Tesla (TSLA) is a victim of its own success, as buyers of its acclaimed electric cars may soon unhappily discover.
The automaker is nearing a milestone level of sales that will result in the loss of a $7,500 federal tax credit aimed at encouraging Americans to buy electric cars. That will raise the cost of Tesla’s vehicles for motorists, and potentially hurt the company as it competes with other electric car makers, analysts say.
The credit, which phases out in steps after any manufacturer sells 200,000 electric, hybrid and plug-in hybrid cars, was originally enacted in 2008 to boost sales of non-polluting electric vehicles. When Congress extended the credits in 2009, it added the sales threshold. The argument was that if electric car sales grew too fast, the tax credits could swell the federal deficit.
Morgan Stanley (MS) analyst Adam Jonas predicts that Tesla will hit the 200,000 sales mark by the middle of this year. European competitors like BMW, Volkswagen and Volvo have all announced plans to sell more electric cars in the U.S., but so far have sold very few. As a result, they have much more room to keep offering the tax credit, which could makes their vehicles more attractive to buyers.
Losing the tax credit could come as a rude surprise for consumers who have ordered Tesla’s recently introduced Model 3 and are on a wait-list to get the car. An estimated 225,000 Model 3s, which is aimed at taking Tesla’s cars mainstream, are on that list.
Analyst Jeremy Acevedo of Edmunds.com believes that vanishing tax breaks will lead to canceled orders. “The introduction of the Model 3 marks the first time Tesla ever targeted more price-sensitive buyers,” he said.
Affluent buyers have been paying an average of close to $100,000 with typical options for the Tesla Model S sedan and the Model X SUV.
Meanwhile, Tesla needs to prove to investors that it can manufacture 5,000 Model 3s a week by June. If it can’t hit that target, the company could have trouble raising further capital.

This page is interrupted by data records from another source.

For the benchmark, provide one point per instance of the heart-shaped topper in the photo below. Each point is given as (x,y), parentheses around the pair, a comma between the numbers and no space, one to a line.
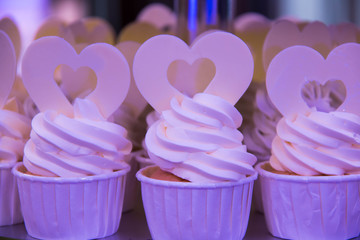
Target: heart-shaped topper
(8,25)
(7,67)
(159,15)
(134,99)
(44,55)
(231,57)
(302,64)
(284,34)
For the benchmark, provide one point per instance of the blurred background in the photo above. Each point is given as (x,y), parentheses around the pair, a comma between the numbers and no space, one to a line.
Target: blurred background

Model 3 prices nominally begin at $35,000. But the average Model 3 produced since last year has been selling for about $50,000 in the long-range version, with a distance between charges of 310 miles. The $35,000 version, with a smaller battery and less range, is not available yet because Tesla has yet to produce the smaller battery.
Price-sensitive buyers who are on the wait-list to buy the Model 3 could consider other electric cars, such as the Chevrolet Bolt or redesigned Nissan Leaf. The Leaf starts at $30,000 and likely will remain eligible for the $7,500 tax credit this year. The Hyundai Ionic electric starts at just over $30,000 and has plenty of sales room before losing the credit.

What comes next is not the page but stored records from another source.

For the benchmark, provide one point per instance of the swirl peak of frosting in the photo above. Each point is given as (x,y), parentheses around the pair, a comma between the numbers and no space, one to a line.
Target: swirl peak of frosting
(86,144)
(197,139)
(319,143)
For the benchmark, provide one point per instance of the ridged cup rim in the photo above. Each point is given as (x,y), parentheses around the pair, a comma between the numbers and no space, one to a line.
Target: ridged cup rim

European luxury brands are also stepping up the pressure on Tesla in the U.S. Given their lower sales, BMW’s sporty, high-performance i8 hybrid and its all-electric i3 are all but certain to remain eligible for the tax credit.
Tesla did not respond to a request for comment on Model 3 orders and the expiring tax cuts. But company CEO Elon Musk has complained publicly that the sales cap for U.S. tax credits for electric vehicles are unfairly structured. He notes that many European countries provide far greater subsidies for electric vehicles.
Congress could eliminate the sales limit for tax incentives to buy electrics, but that’s unlikely. The Trump administration has opposed most clean-energy subsidies.
So if you’re considering an electric car, be sure to research the tax credit situation thoroughly before you start shopping (Edumds.com offers a list of vehicles that qualify for tax credits).